For the 2018 Winter Paralympic Games, which was held in Pyeongchang, South Korea, Warfighter Josh Elliott set out to represent his country with pride as an athlete, just as he did as a United States Marine. The Paralympian set a goal of being in the top five, although he quickly points out that he would have loved nothing more to bring home a medal.

Elliott is a para alpine skier and he considers the slalom and giant slalom events to be his bread and butter. Part of the U.S. Paralympics Alpine National Team, 2017 was a pretty busy year for competitions leading up to the 2018 Winter Games. In addition to taking the U.S. Slalom Championship Title, Elliott participated in the World Cup Circuit, which took him to eight countries, including the North America Cup in the U.S. and Canada, as well as races in Europe and South Korea. “Going to South Korea and being able to ski on the slopes that were part of the 2018 Games was huge,” he said.

On the World Cup Circuit, Elliott was able to place third in slalom at the competition in Kranjka Gora, Slovenia. He also finished sixth in both slalom and giant slalom at the 2017 World Para Alpine Skiing Championships in Tarvisio, Italy. The World Championships is, of course, the highest level of competition outside the Paralympics.

Leading up to the Paralympics, he had participated in some Sierra Nevada Summer Camps allowing him to do some giant slalom and Super G training. According to Elliott, Mammoth Mountain had plenty of snow, so they have been able to ski well into the summer months. Elliott focused on building up for the season, which started in November, and prepping for Pyeongchang. His training focused on developing technique, strength and exercise, and diet. Elliott believes if you work on perfecting the technique, the speed will come if you are doing everything properly. “All of this work hopefully ensures that you peak at the right time,” he said.

His best finish in PyeongChang was sixth in the Men’s Super Combined Sitting Slalom, just ahead of his Team USA teammate Andrew Kurka who finished seventh and the highest finish for the U.S. team in that race.

The retired Marine Sergeant got into monoskiing in December 2011 through Disabled Sports USA’s Warfighter Sports program. Just eight months earlier, Elliott was in a medically-induced coma and had lost both of his legs by stepping on an IED (improvised explosive device) during a combat tour in Afghanistan. He spent part of his rehabilitation at Walter Reed in Bethesda as well as Navy Medical in San Diego. “Monoskiing quickly became one of my biggest therapies,” he said.

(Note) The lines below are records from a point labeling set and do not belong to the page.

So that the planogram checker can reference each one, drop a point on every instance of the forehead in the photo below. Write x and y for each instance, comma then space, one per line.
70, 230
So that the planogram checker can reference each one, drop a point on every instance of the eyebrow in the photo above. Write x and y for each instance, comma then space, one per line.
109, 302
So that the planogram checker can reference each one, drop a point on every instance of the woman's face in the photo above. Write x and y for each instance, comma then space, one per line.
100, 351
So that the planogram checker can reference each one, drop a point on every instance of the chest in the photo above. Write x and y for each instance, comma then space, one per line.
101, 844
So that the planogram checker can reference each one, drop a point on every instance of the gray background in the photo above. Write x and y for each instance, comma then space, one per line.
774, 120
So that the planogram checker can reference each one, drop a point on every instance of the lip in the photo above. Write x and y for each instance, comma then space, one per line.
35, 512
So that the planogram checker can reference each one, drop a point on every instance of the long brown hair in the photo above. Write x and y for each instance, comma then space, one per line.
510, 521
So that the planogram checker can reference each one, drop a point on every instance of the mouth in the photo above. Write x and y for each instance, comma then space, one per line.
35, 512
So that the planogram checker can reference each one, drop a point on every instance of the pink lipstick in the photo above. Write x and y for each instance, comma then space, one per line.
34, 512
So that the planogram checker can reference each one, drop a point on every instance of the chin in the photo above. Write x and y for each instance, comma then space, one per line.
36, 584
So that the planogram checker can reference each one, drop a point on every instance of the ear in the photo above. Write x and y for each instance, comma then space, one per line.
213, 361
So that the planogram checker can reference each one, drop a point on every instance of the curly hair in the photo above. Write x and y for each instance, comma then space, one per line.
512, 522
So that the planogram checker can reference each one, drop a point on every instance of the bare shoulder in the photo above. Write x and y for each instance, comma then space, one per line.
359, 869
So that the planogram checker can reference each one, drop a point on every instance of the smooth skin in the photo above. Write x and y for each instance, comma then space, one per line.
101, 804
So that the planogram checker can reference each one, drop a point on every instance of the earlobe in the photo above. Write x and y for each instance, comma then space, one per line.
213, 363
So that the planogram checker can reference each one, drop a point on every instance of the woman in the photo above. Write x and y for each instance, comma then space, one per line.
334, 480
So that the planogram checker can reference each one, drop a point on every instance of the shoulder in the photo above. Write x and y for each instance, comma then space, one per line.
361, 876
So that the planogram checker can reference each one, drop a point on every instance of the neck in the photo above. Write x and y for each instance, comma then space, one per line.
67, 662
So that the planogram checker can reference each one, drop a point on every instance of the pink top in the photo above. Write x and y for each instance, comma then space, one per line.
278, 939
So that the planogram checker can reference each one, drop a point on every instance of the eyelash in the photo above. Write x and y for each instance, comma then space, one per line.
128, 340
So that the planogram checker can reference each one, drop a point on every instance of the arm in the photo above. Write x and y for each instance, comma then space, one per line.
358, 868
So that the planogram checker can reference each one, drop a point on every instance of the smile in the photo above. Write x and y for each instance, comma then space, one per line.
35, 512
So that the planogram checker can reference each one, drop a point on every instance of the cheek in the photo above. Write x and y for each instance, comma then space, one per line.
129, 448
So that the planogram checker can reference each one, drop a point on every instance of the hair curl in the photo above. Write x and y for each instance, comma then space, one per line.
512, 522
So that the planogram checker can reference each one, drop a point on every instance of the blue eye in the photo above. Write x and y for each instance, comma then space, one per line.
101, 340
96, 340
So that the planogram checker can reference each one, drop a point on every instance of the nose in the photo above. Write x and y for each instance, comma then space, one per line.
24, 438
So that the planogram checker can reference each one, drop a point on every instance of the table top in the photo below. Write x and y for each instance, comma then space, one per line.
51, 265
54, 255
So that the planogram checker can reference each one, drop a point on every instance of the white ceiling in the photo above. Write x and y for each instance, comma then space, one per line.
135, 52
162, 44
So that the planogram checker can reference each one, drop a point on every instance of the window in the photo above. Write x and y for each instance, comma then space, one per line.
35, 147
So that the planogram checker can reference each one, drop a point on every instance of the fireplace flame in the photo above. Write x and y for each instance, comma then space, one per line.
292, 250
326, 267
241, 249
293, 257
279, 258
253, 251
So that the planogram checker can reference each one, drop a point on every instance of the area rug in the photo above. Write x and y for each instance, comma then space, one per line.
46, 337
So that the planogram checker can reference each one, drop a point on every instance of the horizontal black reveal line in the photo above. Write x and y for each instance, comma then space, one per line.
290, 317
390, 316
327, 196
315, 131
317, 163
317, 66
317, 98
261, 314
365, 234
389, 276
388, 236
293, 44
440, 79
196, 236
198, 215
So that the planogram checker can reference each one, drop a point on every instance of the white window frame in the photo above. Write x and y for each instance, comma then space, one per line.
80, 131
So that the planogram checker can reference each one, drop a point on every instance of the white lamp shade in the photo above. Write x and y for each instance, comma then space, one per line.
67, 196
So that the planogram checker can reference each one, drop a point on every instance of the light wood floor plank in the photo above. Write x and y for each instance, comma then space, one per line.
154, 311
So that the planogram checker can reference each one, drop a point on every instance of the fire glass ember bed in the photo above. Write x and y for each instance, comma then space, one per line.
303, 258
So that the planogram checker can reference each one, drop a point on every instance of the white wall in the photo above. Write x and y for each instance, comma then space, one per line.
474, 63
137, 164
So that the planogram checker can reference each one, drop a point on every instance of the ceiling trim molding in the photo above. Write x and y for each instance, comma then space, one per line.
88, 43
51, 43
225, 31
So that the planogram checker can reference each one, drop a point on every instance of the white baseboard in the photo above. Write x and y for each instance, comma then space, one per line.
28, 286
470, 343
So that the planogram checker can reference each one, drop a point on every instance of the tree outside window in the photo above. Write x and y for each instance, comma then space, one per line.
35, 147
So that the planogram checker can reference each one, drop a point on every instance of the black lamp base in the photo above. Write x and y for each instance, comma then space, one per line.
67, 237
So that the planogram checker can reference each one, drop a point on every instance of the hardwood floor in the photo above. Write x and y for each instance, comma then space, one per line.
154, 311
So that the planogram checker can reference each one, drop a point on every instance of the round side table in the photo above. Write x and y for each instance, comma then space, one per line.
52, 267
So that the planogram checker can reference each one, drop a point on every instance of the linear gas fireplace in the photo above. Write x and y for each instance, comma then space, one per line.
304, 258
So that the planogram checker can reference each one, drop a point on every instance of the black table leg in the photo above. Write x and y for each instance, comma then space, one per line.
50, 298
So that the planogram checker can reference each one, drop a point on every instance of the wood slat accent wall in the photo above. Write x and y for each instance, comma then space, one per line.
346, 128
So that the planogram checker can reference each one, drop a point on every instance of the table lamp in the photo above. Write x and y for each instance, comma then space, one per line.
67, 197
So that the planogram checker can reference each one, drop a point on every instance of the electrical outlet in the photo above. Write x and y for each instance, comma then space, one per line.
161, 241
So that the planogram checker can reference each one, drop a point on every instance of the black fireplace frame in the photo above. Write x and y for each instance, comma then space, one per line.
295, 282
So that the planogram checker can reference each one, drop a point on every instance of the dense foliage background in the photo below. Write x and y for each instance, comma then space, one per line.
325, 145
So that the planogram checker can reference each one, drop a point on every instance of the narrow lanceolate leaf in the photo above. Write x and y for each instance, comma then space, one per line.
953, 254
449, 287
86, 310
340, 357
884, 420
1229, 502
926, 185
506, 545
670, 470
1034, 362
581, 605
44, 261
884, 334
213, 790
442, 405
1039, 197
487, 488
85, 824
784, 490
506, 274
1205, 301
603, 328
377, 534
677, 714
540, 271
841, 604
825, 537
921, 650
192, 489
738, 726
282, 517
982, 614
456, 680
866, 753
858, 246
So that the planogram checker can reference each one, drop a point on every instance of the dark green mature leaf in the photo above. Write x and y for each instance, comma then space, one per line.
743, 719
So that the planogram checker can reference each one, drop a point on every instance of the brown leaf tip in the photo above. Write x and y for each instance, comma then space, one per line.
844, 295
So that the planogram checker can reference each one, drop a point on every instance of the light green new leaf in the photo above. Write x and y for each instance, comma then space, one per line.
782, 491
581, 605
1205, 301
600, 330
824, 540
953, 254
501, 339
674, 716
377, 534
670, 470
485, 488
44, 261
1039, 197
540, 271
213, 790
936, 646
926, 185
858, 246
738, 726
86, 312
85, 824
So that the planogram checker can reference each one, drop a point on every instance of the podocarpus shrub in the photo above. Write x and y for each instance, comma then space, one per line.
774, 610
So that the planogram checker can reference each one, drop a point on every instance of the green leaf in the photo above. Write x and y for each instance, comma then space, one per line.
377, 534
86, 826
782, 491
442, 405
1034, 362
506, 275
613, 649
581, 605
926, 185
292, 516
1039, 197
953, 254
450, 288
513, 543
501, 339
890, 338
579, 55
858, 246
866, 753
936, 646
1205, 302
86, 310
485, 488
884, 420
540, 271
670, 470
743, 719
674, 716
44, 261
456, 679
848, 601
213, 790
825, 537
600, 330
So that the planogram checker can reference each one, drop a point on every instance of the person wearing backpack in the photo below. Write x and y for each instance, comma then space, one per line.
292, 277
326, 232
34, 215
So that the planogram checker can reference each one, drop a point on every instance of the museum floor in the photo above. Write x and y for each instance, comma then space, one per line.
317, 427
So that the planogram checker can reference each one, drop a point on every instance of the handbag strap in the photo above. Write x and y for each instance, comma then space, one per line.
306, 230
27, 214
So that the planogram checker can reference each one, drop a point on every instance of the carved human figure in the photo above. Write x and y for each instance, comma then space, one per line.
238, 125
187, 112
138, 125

Before his injury, Elliott enjoyed snowboarding and monoskiing seemed to be a good fit for him. It is amazing to see how far you can take monoskiiing,” he said. “When I watched folks like Laurie Stephens, Tyler Walker, and Health Calhoun (all previous DSUSA participants), I never imagined I would be able to go that fast down a mountain as well.” Although others did, and encouraged him to enter the training program in Aspen, which he did. When he first got into para alpine skiing, the 2014 Paralympics were right around the corner. But he wanted to be realistic with his goals and therefore set his sight on 2018. “I decided I didn’t just want to go to the Olympics, but to go and be a contender,” he said.

“Skiing helped me when I first went off medications and introduced me to a world of opportunities that I otherwise would never have known existed without Warfighter Sports.” Sgt. Elliott said. “Competitive alpine ski racing made me realize my full potential and gave me the drive to continue to live as well as provided me the opportunity to turn my dream into reality.” After the 2018 games, the San Diego resident is planning to retire from competitive skiing and hopes to be able to help others come through adaptive sports programs.